GIVE ME ALL YOUR FREE AGENTS

ALL OF THEM

Cenodoxus posted:

Mainly because cable carriers own the entire local loop and hate competitors. It's also tricky (if not impossible) to compete over the same cable infrastructure because cable is a shared medium - one end of the fiber is connected to the CMTS at the cable company's central office, and the other end of the fiber is in a tiny box on your street where it's converted to coax and shared with the entire block.

Phone lines and DSL are a bit different - your phone line is a single twisted pair that runs all the way back to the central office, and it's yours and yours alone.
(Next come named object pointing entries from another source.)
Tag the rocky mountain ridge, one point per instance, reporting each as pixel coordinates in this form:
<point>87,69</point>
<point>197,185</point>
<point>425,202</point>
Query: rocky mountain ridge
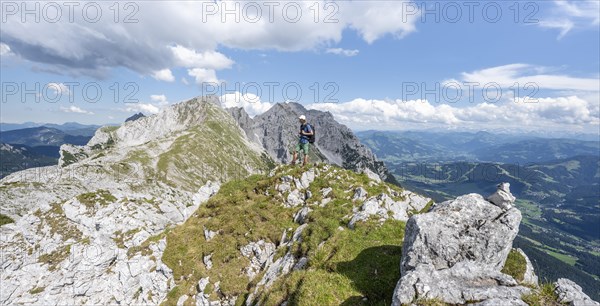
<point>173,208</point>
<point>276,131</point>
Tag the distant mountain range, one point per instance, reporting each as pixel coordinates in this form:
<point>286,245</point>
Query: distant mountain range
<point>412,146</point>
<point>557,182</point>
<point>71,128</point>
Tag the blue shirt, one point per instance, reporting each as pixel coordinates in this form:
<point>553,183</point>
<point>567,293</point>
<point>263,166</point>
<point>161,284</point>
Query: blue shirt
<point>307,129</point>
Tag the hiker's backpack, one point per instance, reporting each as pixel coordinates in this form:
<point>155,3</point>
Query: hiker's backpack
<point>312,138</point>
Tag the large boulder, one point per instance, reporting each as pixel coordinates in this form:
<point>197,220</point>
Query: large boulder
<point>456,251</point>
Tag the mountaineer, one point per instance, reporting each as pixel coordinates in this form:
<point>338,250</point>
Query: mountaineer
<point>307,136</point>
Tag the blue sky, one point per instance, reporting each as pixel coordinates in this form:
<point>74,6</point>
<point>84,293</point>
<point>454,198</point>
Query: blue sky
<point>375,61</point>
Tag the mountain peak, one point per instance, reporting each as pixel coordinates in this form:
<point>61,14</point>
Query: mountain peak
<point>276,130</point>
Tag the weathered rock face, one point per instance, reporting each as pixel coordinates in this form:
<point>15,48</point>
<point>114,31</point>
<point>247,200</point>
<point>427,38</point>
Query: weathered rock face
<point>569,292</point>
<point>455,253</point>
<point>277,130</point>
<point>82,251</point>
<point>529,277</point>
<point>86,231</point>
<point>467,228</point>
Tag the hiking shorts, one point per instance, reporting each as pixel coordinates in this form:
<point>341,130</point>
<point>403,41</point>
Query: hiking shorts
<point>302,147</point>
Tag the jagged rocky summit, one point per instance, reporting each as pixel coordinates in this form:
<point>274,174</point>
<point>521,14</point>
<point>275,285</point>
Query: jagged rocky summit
<point>151,212</point>
<point>455,253</point>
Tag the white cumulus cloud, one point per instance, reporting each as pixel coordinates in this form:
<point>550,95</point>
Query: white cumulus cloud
<point>164,75</point>
<point>59,89</point>
<point>508,75</point>
<point>202,76</point>
<point>169,34</point>
<point>250,102</point>
<point>4,49</point>
<point>344,52</point>
<point>555,113</point>
<point>566,15</point>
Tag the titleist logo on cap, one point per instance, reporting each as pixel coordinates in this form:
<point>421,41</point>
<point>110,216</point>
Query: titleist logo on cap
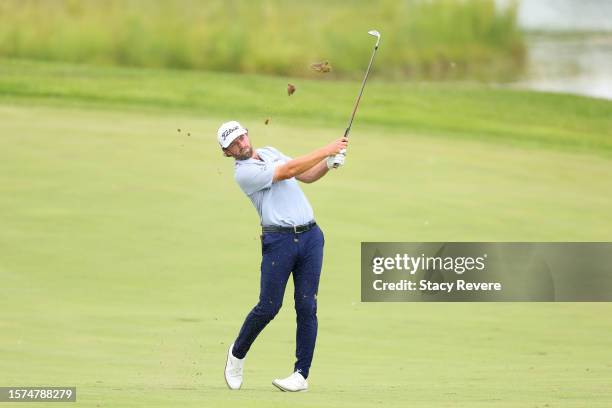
<point>226,133</point>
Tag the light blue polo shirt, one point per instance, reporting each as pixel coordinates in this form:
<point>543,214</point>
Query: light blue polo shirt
<point>279,204</point>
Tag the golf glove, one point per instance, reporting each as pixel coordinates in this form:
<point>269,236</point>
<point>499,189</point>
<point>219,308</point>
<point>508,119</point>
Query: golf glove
<point>337,160</point>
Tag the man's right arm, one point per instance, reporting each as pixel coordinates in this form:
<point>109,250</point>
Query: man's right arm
<point>304,163</point>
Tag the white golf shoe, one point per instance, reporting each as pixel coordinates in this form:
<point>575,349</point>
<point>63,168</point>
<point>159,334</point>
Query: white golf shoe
<point>233,370</point>
<point>294,383</point>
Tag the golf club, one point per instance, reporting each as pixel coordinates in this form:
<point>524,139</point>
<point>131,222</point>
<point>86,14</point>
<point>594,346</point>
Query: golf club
<point>376,34</point>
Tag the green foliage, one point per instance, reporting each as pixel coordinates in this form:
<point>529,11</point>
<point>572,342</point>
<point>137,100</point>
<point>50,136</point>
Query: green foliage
<point>432,39</point>
<point>446,109</point>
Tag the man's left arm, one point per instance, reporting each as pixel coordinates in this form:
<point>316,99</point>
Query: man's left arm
<point>315,173</point>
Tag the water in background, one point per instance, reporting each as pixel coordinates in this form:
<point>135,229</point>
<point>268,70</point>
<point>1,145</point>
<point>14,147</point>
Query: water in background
<point>572,51</point>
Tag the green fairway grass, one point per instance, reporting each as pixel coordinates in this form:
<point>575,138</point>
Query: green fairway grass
<point>129,257</point>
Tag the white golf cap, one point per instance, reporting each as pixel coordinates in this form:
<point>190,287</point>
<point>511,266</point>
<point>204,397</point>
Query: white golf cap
<point>228,132</point>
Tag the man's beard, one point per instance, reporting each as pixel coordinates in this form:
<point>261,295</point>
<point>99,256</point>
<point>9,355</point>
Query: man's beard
<point>247,153</point>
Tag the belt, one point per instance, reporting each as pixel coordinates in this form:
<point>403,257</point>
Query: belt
<point>296,229</point>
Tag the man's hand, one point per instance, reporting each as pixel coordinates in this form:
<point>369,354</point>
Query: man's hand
<point>333,162</point>
<point>336,146</point>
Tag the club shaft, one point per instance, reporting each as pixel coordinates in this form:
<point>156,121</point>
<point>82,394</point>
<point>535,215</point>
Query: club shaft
<point>365,78</point>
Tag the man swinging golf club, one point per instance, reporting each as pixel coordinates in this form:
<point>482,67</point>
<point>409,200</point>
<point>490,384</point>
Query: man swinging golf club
<point>291,243</point>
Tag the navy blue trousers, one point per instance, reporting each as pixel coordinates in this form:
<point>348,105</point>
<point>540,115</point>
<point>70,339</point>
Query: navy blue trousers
<point>284,253</point>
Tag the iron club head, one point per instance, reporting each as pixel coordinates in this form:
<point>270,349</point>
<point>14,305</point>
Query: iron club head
<point>376,34</point>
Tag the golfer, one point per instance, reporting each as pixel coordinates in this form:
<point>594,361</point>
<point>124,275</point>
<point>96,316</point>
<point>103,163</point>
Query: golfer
<point>291,243</point>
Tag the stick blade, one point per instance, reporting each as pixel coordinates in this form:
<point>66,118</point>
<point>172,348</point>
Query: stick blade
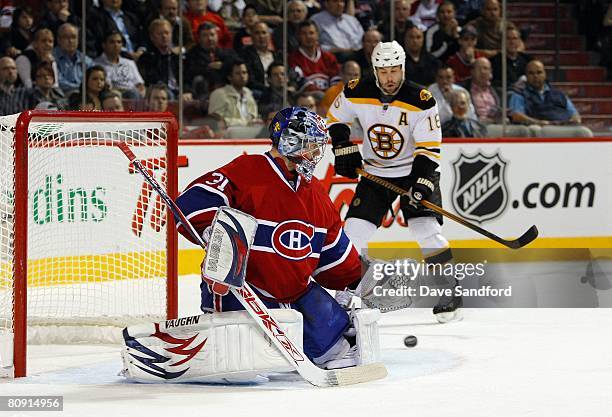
<point>357,374</point>
<point>526,238</point>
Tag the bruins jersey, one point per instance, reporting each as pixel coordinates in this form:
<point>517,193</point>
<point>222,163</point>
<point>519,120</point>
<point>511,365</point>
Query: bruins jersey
<point>394,132</point>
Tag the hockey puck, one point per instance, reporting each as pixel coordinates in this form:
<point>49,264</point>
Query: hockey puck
<point>410,341</point>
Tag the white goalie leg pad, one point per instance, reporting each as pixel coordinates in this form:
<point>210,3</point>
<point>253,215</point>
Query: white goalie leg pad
<point>365,322</point>
<point>210,347</point>
<point>428,233</point>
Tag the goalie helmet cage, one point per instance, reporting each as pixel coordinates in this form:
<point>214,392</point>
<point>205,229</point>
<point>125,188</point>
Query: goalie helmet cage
<point>82,239</point>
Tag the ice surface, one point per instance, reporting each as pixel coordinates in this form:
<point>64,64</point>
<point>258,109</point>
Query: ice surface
<point>496,362</point>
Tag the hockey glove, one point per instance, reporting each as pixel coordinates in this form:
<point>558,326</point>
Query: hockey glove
<point>348,158</point>
<point>421,180</point>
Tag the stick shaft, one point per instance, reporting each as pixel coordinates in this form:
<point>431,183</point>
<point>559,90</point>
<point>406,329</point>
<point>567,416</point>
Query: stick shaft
<point>514,244</point>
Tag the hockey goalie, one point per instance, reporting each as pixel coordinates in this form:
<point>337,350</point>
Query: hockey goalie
<point>292,250</point>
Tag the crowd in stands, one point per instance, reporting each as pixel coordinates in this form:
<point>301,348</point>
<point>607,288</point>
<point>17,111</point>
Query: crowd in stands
<point>233,77</point>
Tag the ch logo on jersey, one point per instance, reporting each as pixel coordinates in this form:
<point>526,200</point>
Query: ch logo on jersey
<point>480,192</point>
<point>292,239</point>
<point>386,141</point>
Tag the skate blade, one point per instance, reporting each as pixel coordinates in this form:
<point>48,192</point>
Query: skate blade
<point>447,317</point>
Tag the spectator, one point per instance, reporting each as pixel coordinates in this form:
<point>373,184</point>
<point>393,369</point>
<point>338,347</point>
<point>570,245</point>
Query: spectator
<point>488,26</point>
<point>339,33</point>
<point>168,9</point>
<point>110,18</point>
<point>242,38</point>
<point>272,99</point>
<point>40,51</point>
<point>486,99</point>
<point>58,13</point>
<point>21,34</point>
<point>441,38</point>
<point>296,14</point>
<point>425,14</point>
<point>258,57</point>
<point>95,84</point>
<point>157,98</point>
<point>542,105</point>
<point>269,11</point>
<point>231,12</point>
<point>421,66</point>
<point>467,10</point>
<point>75,102</point>
<point>363,57</point>
<point>516,61</point>
<point>461,124</point>
<point>442,91</point>
<point>306,100</point>
<point>160,64</point>
<point>402,21</point>
<point>121,73</point>
<point>319,69</point>
<point>234,103</point>
<point>350,71</point>
<point>44,91</point>
<point>69,59</point>
<point>197,14</point>
<point>367,12</point>
<point>313,7</point>
<point>111,101</point>
<point>461,62</point>
<point>205,61</point>
<point>12,99</point>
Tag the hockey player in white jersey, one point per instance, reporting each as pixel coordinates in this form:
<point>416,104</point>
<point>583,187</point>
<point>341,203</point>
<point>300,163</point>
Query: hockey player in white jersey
<point>402,138</point>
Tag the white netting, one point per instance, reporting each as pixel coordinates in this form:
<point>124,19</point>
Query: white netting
<point>96,231</point>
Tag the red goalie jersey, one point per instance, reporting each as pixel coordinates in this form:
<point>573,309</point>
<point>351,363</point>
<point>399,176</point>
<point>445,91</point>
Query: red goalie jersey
<point>299,233</point>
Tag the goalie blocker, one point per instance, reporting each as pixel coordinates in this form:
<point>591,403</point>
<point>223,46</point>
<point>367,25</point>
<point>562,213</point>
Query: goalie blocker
<point>223,347</point>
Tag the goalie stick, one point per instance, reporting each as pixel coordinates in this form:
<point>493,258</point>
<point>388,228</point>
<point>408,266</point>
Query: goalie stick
<point>518,243</point>
<point>260,314</point>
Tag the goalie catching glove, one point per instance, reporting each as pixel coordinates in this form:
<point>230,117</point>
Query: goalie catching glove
<point>381,290</point>
<point>347,155</point>
<point>421,184</point>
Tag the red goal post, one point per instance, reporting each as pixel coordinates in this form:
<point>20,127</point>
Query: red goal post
<point>76,142</point>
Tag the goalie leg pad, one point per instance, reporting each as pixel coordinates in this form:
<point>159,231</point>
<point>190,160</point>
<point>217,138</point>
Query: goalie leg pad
<point>365,322</point>
<point>324,321</point>
<point>209,347</point>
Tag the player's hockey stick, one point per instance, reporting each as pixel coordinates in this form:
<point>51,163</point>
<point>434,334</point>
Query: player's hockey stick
<point>260,314</point>
<point>523,240</point>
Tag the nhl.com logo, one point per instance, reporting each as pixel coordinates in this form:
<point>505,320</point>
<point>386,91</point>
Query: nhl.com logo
<point>480,192</point>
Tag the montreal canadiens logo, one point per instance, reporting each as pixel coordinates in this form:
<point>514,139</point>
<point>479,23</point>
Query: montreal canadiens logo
<point>292,239</point>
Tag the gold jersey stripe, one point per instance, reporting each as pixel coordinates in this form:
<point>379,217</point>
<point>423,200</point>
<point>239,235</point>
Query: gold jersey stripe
<point>426,153</point>
<point>428,144</point>
<point>376,102</point>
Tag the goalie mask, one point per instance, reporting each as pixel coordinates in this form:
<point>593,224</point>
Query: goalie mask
<point>388,54</point>
<point>300,135</point>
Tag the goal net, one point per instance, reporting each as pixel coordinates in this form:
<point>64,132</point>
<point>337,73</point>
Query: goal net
<point>85,244</point>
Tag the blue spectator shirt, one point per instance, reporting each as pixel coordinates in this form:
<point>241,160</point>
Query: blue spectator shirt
<point>70,69</point>
<point>118,19</point>
<point>517,102</point>
<point>344,32</point>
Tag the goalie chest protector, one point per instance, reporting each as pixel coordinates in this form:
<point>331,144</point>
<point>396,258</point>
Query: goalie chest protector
<point>296,221</point>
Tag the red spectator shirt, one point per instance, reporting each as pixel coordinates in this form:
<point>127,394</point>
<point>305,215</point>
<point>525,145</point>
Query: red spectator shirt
<point>225,37</point>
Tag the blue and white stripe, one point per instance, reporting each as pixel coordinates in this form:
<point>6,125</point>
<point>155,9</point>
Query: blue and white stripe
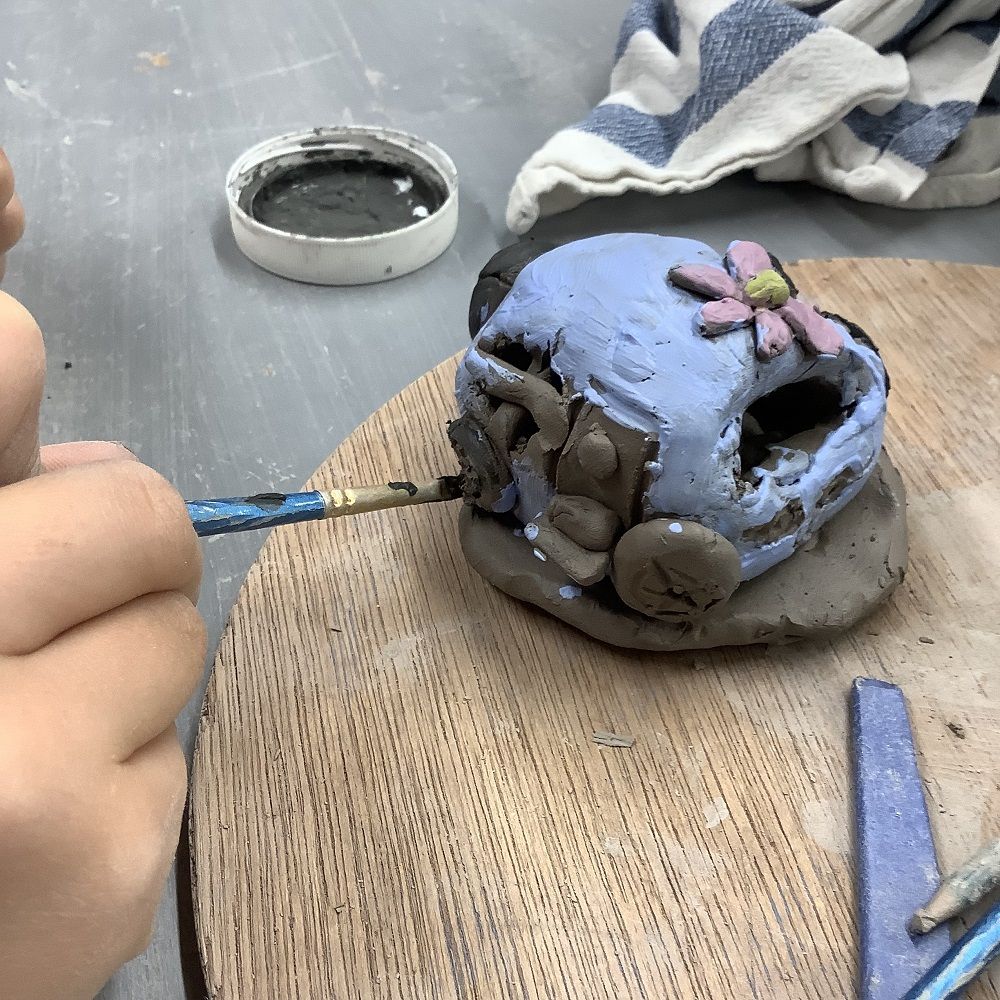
<point>895,102</point>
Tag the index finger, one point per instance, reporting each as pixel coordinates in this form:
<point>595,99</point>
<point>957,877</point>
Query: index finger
<point>82,541</point>
<point>6,180</point>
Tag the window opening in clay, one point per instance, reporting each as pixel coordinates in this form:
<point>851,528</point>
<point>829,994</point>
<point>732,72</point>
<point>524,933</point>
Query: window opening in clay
<point>799,416</point>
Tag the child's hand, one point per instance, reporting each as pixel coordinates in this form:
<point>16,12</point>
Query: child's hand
<point>100,648</point>
<point>11,212</point>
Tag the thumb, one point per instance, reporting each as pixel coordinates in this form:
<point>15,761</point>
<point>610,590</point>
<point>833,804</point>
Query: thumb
<point>22,380</point>
<point>65,456</point>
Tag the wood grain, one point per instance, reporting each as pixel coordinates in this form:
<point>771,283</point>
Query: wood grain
<point>396,792</point>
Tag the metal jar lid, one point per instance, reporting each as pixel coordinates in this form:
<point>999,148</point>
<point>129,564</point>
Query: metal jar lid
<point>350,260</point>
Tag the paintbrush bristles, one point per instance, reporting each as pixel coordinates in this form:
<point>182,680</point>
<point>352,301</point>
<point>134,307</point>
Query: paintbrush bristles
<point>364,499</point>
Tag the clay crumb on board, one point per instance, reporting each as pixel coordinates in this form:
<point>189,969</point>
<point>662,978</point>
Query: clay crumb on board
<point>604,739</point>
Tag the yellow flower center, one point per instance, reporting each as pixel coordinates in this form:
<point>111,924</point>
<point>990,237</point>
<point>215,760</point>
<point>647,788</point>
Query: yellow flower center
<point>768,289</point>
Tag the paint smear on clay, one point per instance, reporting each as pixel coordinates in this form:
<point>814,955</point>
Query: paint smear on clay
<point>716,812</point>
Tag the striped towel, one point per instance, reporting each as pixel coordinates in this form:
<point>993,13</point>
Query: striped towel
<point>888,101</point>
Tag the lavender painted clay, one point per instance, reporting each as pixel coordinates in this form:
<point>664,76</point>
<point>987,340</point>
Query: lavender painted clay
<point>695,408</point>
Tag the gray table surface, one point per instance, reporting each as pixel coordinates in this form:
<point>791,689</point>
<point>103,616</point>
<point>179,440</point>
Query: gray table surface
<point>230,380</point>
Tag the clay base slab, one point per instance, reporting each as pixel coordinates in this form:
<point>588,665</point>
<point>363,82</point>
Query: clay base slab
<point>856,563</point>
<point>397,795</point>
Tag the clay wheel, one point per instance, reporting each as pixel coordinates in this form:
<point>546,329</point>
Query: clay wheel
<point>497,277</point>
<point>666,567</point>
<point>396,791</point>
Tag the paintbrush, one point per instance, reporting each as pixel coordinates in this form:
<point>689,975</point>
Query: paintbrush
<point>483,480</point>
<point>268,510</point>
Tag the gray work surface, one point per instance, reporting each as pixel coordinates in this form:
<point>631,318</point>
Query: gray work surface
<point>230,380</point>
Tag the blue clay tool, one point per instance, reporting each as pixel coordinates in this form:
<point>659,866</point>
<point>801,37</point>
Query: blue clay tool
<point>268,510</point>
<point>897,865</point>
<point>963,962</point>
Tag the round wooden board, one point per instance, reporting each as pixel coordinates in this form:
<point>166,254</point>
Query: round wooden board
<point>396,793</point>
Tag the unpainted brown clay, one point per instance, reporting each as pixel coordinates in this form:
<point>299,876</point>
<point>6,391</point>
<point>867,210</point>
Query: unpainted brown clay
<point>581,565</point>
<point>857,561</point>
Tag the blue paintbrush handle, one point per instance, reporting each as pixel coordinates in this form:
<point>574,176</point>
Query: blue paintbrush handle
<point>268,510</point>
<point>965,960</point>
<point>265,510</point>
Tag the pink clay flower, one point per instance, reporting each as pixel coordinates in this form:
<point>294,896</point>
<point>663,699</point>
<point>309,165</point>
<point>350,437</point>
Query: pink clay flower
<point>751,291</point>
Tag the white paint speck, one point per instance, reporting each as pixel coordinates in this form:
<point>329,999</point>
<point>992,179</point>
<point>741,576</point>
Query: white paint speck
<point>823,822</point>
<point>30,95</point>
<point>716,812</point>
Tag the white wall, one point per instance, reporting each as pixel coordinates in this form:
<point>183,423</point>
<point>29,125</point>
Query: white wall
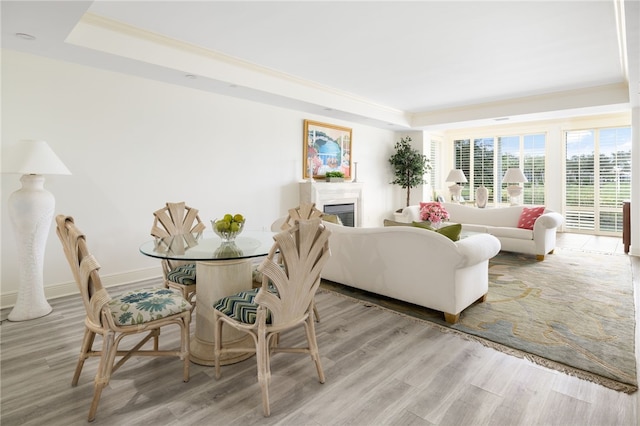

From there, you've got an incumbent carrier that laid the lines or at least has legal possession of them (the ILEC), and you've got competitive carriers (the CLEC) who are given the right to lease lines from the ILEC at fair rates, and either one can take your twisted pair and give you service over it.

Another factor preventing shared cable markets is that many municipalities offer a pseudo-"protected monopoly" status to cable carriers in exchange for the carrier agreeing to provide service to the entire area. The local government gets their constituents internet access, and the cable company gets so many years of almost guaranteed :10bux:.

I knew that Cable was a shared bandwidth medium, I guess I just forgot to connect the dots on that point. Also now that you mentioned the whole thing about municipalities, I remember how Verizon and Cablevision got into lawsuits and slapfights in my area over local exclusivity deals in certain towns and such when Verizon was heavily rolling out their fiber. The result is that I can get FIOS Internet and phone, but not TV.

Man, this poo poo fuckin' sucks. This merger is going to gently caress so many people over (even more than they're being hosed over now).